Börsen-Zeitung: Was den Aktienmarkt treibt, Kommentar von Armin Schmitz zum Anstieg des Dax auf ein neues Dreijahreshoch
Frankfurt (ots)
Am deutschen Aktienmarkt kommt keine Sektlaune auf. Und das, obwohl der Dax mit 4608 Punkten den höchsten Stand seit Juni 2002 erreichte. Von Euphorie ist bei den Profis noch keine Spur. Auch von den üblichen optimistischen Prognosen der Analysten, die den Aktienmarkt nach einem Anstieg von 10% innerhalb von sechs Wochen immer noch als preiswert ansehen und ein Kursziel von 5000 Punkten prognostizieren, ist noch nichts zu sehen.
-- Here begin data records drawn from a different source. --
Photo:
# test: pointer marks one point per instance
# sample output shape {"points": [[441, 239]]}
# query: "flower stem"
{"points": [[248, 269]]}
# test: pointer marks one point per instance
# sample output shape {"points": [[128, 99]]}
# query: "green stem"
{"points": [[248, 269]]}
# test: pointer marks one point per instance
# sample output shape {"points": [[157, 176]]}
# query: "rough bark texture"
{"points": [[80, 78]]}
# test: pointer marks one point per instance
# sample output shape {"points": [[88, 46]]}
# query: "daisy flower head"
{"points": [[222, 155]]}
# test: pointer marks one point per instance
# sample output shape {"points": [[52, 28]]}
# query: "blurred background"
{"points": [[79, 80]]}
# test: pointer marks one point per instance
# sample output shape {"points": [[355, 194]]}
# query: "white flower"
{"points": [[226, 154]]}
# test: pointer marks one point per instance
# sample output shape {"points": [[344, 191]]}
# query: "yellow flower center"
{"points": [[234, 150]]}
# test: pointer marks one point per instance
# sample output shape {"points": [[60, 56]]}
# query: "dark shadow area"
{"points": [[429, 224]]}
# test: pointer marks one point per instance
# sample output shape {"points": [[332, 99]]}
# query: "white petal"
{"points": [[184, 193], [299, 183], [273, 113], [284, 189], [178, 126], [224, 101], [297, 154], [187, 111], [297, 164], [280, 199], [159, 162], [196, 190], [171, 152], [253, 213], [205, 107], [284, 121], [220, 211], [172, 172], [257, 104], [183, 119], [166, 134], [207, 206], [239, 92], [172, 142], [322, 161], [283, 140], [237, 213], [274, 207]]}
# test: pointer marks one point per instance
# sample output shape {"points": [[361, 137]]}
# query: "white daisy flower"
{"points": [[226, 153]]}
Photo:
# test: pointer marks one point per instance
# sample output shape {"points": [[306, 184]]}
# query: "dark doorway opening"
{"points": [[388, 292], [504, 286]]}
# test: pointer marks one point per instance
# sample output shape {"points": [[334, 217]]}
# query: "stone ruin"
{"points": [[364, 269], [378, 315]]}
Die wirtschaftlichen Aussichten in Deutschland haben sich seit Anfang Mai, als der Dax noch bei 4160 Zählern stand, tatsächlich nicht wesentlich geändert. Das deutsche Wirtschaftswachstum lahmt weiterhin. Und ein eventueller Regierungswechsel wird die Ursachen sicherlich nicht innerhalb von Wochen beseitigen können. Der Treibstoff für die rasante Aufwärtsbewegung sind vielmehr die Eindeckungen von Leerverkaufspositionen von Profis, die erwartet hatten, dass der Dax das alte Jahreshoch von 4435 Punkten nicht überwindet und dann wieder zurückfällt. Zu den Anlegern, die ebenfalls nicht mit diesem Anstieg gerechnet hatten, gehören ferner die Depotmanager bei den Versicherungsgesellschaften. Aufgrund der schlechten Erfahrungen nach dem Platzen der Spekulationsblase hatte die bislang übervorsichtige Assekuranz ihren Aktienanteil extrem niedrig gehalten. Angesichts des bereits sehr weit vorausgeeilten Aktienmarktes müssen sie nun den Kursen hinterherlaufen und unterhalten damit die Rally. Erstaunlicherweise zeigen sie damit das gleiche prozyklische Verhalten wie Ende der neunziger Jahre. Das Ende ist bekannt. Ein anderes Verhalten wäre daher heute zu erwarten gewesen.
Nur die letzte Anlegergruppe, die Privatanleger, ist noch nicht zu sehen. Getreu dem Motto Gebranntes Kind scheut Feuer ist sein Interesse an den Aktien nahezu erloschen. So zeigen Umfragen, dass 70% der Anleger Dividendentitel als zu riskant ansehen und sich dem Aktienmarkt fern halten. Stattdessen boomt das Geschäft mit Garantieprodukten. Falls, wie erwartet, die Privatanleger den Aktienmarkt weiterhin meiden, fehlt dem Aufwärtstrend allerdings die weitere Unterstützung. Die Folge wird eine heftige Kurskorrektur sein, sobald die bisherigen Protagonisten ihre Aktivität einstellen. Möglicherweise kommt gerade deswegen keine Euphorie bei den Profis auf.